Una recensione interamente analogica di Alessandra Virginia Rossi

Accendo il computer perché voglio scrivere di “The Idiot”, disco leggendario che compie 40 anni quest’anno. Non ne ho una copia fisica, ma che importa, qualche ora fa un coetaneo mi diceva: “A che serve il vinile? Ormai hai tutta la musica in digitale”.
Al momento di aprire la libreria in streaming però, Spotify mi comunica, beffardo, che sono offline. Non funziona il wifi in casa.
A che serve allora il vinile di “Atom Heart Mother” che mio padre mi ha lasciato in eredità e che risale proprio al 1970? Non solo a permettermi di fare la recensione che devo consegnare a breve ma anche a farmi trascorrere uno dei pomeriggi più lieti degli ultimi tempi.

Ingredienti necessari:

– disco in vinile di “Atom Heart Mother” dei Pink Floyd datato 1970 e stampato da EMI Italiana S.p.A.
– giradischi Philips anni ’80 ricoperto di adesivi del nuovo millennio
– volume “Pink Floyd, la musica e la leggenda” a cura di RS Italia
– volume “Tutte le canzoni dei Pink Floyd. Il fiume infinito” di The Lunatics, Giunti
– Cronometro
– Carta
– Penna
– I cinque sensi ben aperti

Procedimento:

“Atom Heart Mother” è il risultato di una geniale ricetta da assaporare sin dai toni trionfanti dell’ouverture del lato A fino alla gustosa colazione psichedelica che conclude il lato B.

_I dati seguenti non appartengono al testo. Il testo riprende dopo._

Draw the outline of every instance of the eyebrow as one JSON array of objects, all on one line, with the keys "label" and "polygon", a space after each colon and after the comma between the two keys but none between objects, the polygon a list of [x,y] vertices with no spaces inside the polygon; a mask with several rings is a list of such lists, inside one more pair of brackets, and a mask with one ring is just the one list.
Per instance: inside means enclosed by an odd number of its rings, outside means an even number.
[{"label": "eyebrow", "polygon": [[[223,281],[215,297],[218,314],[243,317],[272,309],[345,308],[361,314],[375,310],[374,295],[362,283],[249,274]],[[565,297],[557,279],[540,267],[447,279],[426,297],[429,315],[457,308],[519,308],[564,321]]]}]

Prendo posto seduta a terra davanti al mio vecchio giradischi come se entrassi nella platea di un teatro. Silenzio. O meglio, crepitio del vinile. La suite si apre con Father’s Shout, un’ouverture in crescendo, volta a catturare la mia attenzione per non lasciarmi più fino a concerto finito. Gli strumenti della Abbey Road Orchestra si presentano (violoncello, trombe, corni, tromboni, tuba, violini e legni) e attendono batteria, basso e chitarra per dare il loro meglio. Tra nitriti, urla, deflagrazioni e rombare di motociclette l’orchestra è al completo e il motivo più celebre della suite, sostenuto da possenti ottoni, si fa amare da subito. È il momento di un dialogo interessante, tra classico e moderno. In Breast Milky il violoncello e l’organo Hammond di Wright si intrecciano amorevolmente accompagnati dalle percussioni più discrete di Mason per poi lasciare spazio alla lap steel di Gilmour. Con Mother Fore è il momento dei cori e della contaminazione più classica del disco. Richard Wright ha in mente il compositore seicentesco Henry Purcell mentre immagina queste parti, finché un basso funky si insinua gradualmente fino a introdurre Funky Dung, la chitarra maestosa di Gilmour e bizzarri gorgheggi corali che ci ricordano che siamo negli anni delle sperimentazioni più stravaganti. Dopo Mind Your Throats Please gli ottoni riportano trionfalmente all’armonia del tema principale ma la psichedelia è in agguato e persiste, sempre più onirica e sperimentale, fino a tacersi in un’esplosione che porta a Remergence, ultima parte della suite. Ecco tutti gli strumenti riemergere dalle nebbie lisergiche per ritrovarsi e dare il loro meglio in un grande finale.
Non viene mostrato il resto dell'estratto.